OpenAI’s renowned chatbot, ChatGPT, is set to undergo a transformative upgrade, introducing voice interactions and image-based functionalities.
- Voice Interactions: ChatGPT will soon support voice conversations on Android and iOS platforms.
- Image-based Queries: Users can now present images to ChatGPT across all platforms, enabling a more interactive experience.
- Availability: Plus and Enterprise users will be the first to access these features, with a broader rollout planned for the future.
- Safety Measures: OpenAI acknowledges potential misuse and has implemented safety protocols to mitigate risks.
- Collaboration with Spotify: Spotify pilots a Voice Translation tool, leveraging ChatGPT’s voice technology.
ChatGPT’s latest features will allow users to engage in voice dialogues on mobile platforms. Those eager to experience this can activate the feature via the ChatGPT app settings. With a simple tap on the microphone icon, users can select from five distinct voices, crafted with the assistance of professional actors. Powering these voice interactions is OpenAI’s innovative text-to-speech model, capable of producing lifelike audio from mere text and brief sample speech. Complementing this, the Whisper speech recognition system translates spoken words into text, ensuring seamless communication.
The introduction of image-based functionalities offers a plethora of possibilities. Users can present ChatGPT with a photograph, seeking assistance on diverse topics, from troubleshooting a grill to meal planning based on fridge contents. This feature even extends to solving math problems captured in images. The underlying technology harnesses the power of GPT-3.5 and GPT-4 for image recognition. To engage with this feature, users can simply tap the photo button, select or capture an image, and direct ChatGPT’s attention to specific image sections if needed.

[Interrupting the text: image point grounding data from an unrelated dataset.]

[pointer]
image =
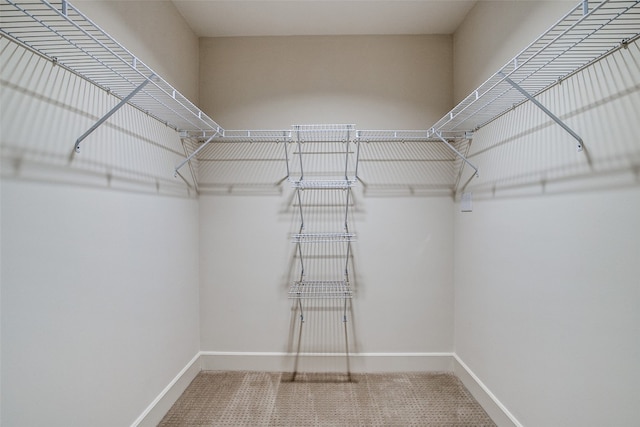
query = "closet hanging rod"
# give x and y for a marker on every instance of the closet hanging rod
(590, 31)
(58, 31)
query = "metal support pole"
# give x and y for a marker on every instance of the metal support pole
(184, 162)
(452, 148)
(299, 152)
(357, 142)
(545, 110)
(110, 113)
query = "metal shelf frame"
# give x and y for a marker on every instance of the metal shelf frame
(58, 31)
(590, 31)
(322, 150)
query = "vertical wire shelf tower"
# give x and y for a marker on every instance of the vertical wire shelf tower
(322, 167)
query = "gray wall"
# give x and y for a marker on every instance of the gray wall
(99, 250)
(403, 257)
(546, 266)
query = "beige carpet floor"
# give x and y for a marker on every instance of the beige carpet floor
(276, 399)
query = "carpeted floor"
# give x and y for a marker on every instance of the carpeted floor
(275, 399)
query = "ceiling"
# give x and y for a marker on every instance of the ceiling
(229, 18)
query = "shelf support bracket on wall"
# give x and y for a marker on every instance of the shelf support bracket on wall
(104, 118)
(537, 103)
(184, 162)
(459, 154)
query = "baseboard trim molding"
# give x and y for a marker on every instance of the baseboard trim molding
(325, 362)
(489, 402)
(167, 397)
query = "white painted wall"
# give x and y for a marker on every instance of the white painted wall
(99, 251)
(403, 256)
(547, 296)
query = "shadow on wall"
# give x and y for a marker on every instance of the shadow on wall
(45, 108)
(525, 153)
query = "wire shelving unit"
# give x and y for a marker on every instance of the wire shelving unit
(322, 169)
(58, 31)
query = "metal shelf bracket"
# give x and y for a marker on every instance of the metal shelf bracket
(104, 118)
(537, 103)
(459, 154)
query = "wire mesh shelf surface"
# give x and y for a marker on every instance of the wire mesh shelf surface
(591, 30)
(58, 31)
(323, 237)
(319, 289)
(324, 184)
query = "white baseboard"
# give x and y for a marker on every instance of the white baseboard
(165, 400)
(326, 362)
(489, 402)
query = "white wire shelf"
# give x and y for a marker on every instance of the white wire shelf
(323, 237)
(56, 30)
(319, 184)
(590, 31)
(319, 289)
(61, 33)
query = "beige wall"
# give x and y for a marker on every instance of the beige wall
(546, 265)
(99, 254)
(493, 33)
(155, 32)
(375, 82)
(402, 261)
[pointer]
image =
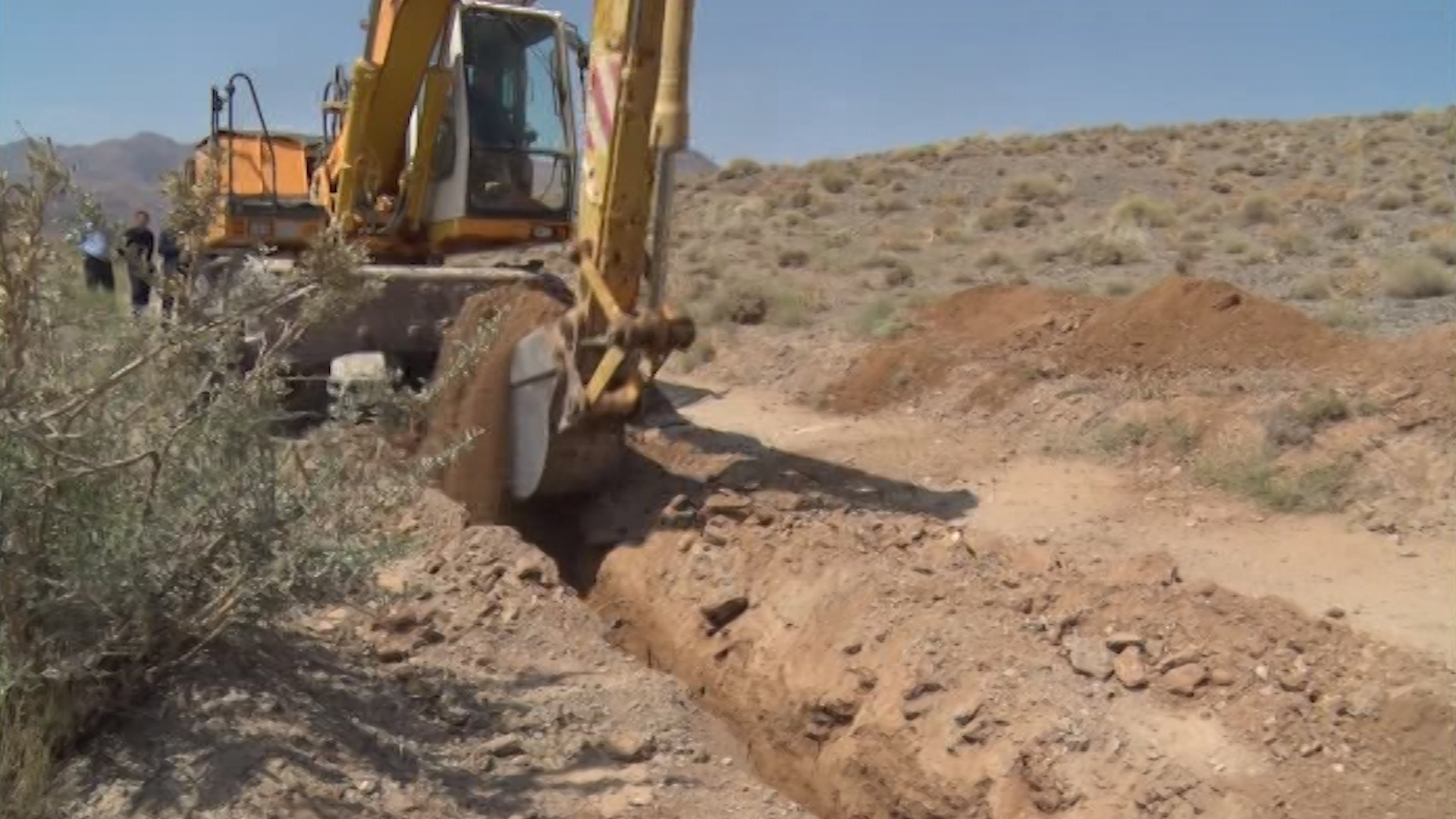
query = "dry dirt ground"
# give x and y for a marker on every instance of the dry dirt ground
(929, 539)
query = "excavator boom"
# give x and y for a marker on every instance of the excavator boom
(455, 131)
(610, 346)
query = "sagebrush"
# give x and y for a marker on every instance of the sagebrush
(146, 500)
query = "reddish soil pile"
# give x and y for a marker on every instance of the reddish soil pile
(883, 664)
(1177, 328)
(1187, 324)
(472, 400)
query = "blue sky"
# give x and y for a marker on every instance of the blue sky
(783, 79)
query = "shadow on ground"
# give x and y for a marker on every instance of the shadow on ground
(281, 722)
(580, 534)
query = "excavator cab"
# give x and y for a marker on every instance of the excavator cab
(491, 153)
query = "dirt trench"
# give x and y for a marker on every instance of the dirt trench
(878, 657)
(881, 661)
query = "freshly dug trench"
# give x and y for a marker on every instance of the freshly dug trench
(883, 664)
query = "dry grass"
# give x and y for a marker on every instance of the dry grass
(124, 554)
(1273, 207)
(1417, 278)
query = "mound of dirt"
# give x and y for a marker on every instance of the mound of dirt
(976, 322)
(1178, 328)
(1188, 324)
(878, 662)
(468, 422)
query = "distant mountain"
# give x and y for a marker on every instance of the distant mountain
(126, 174)
(121, 174)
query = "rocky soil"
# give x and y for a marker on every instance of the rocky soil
(1097, 474)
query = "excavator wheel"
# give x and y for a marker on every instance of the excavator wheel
(498, 442)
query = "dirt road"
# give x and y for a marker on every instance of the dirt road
(1401, 589)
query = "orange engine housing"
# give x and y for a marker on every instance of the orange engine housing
(264, 181)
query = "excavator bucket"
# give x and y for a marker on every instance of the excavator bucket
(552, 455)
(536, 379)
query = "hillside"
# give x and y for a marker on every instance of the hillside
(1081, 475)
(1348, 218)
(124, 174)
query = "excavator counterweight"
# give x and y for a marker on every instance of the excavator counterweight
(456, 136)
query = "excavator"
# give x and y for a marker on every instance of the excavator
(456, 133)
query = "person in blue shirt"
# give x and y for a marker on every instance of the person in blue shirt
(96, 260)
(139, 245)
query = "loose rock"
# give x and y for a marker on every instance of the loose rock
(1185, 679)
(1128, 668)
(1090, 657)
(631, 746)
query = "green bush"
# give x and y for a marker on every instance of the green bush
(146, 499)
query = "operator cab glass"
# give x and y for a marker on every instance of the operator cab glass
(519, 101)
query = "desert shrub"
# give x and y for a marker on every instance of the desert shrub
(880, 319)
(1348, 229)
(1260, 209)
(1144, 212)
(1294, 242)
(1312, 287)
(1038, 188)
(1417, 278)
(1116, 245)
(1392, 200)
(993, 259)
(146, 502)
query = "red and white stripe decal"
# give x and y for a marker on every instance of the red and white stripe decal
(601, 99)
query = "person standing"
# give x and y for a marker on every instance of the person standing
(96, 260)
(139, 245)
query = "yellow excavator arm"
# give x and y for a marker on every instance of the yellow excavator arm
(366, 164)
(455, 131)
(612, 341)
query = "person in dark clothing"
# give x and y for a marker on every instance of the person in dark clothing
(96, 260)
(171, 253)
(137, 246)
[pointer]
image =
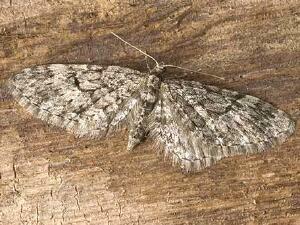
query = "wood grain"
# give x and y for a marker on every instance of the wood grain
(49, 177)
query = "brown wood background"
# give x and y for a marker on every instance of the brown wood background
(49, 177)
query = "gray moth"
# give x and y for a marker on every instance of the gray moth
(193, 124)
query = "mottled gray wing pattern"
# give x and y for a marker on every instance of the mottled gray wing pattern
(88, 100)
(198, 125)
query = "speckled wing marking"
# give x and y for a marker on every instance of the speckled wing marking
(88, 100)
(198, 125)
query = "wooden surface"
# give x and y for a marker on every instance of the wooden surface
(49, 177)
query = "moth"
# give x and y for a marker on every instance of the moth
(193, 124)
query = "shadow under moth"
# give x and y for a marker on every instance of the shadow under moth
(193, 124)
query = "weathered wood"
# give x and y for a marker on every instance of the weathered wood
(49, 177)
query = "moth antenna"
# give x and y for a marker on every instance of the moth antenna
(136, 48)
(195, 71)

OpenAI, in its announcement, expressed awareness of the potential misuse of these advancements. The ability to mimic voices raises concerns about impersonation and potential fraud. As a precaution, OpenAI is limiting the voice technology to ChatGPT conversations and collaborating with select partners for other specific applications. In partnership with Be My Eyes, an app assisting the visually impaired, OpenAI aims to enhance the understanding of surroundings for users. However, OpenAI has imposed restrictions on ChatGPT’s analysis of individuals in images to uphold privacy standards.
While ChatGPT excels in understanding English text within images, its proficiency in other languages remains limited, especially for non-Roman scripts. OpenAI recommends non-English users exercise caution when using the image-text feature.
In a groundbreaking collaboration, Spotify is leveraging ChatGPT’s voice technology. The music streaming giant is piloting a “Voice Translation” tool for podcasters, enabling podcast translations while retaining the original speaker’s voice characteristics. Initially, select English podcasts will be translated into Spanish, with French and German versions in the pipeline.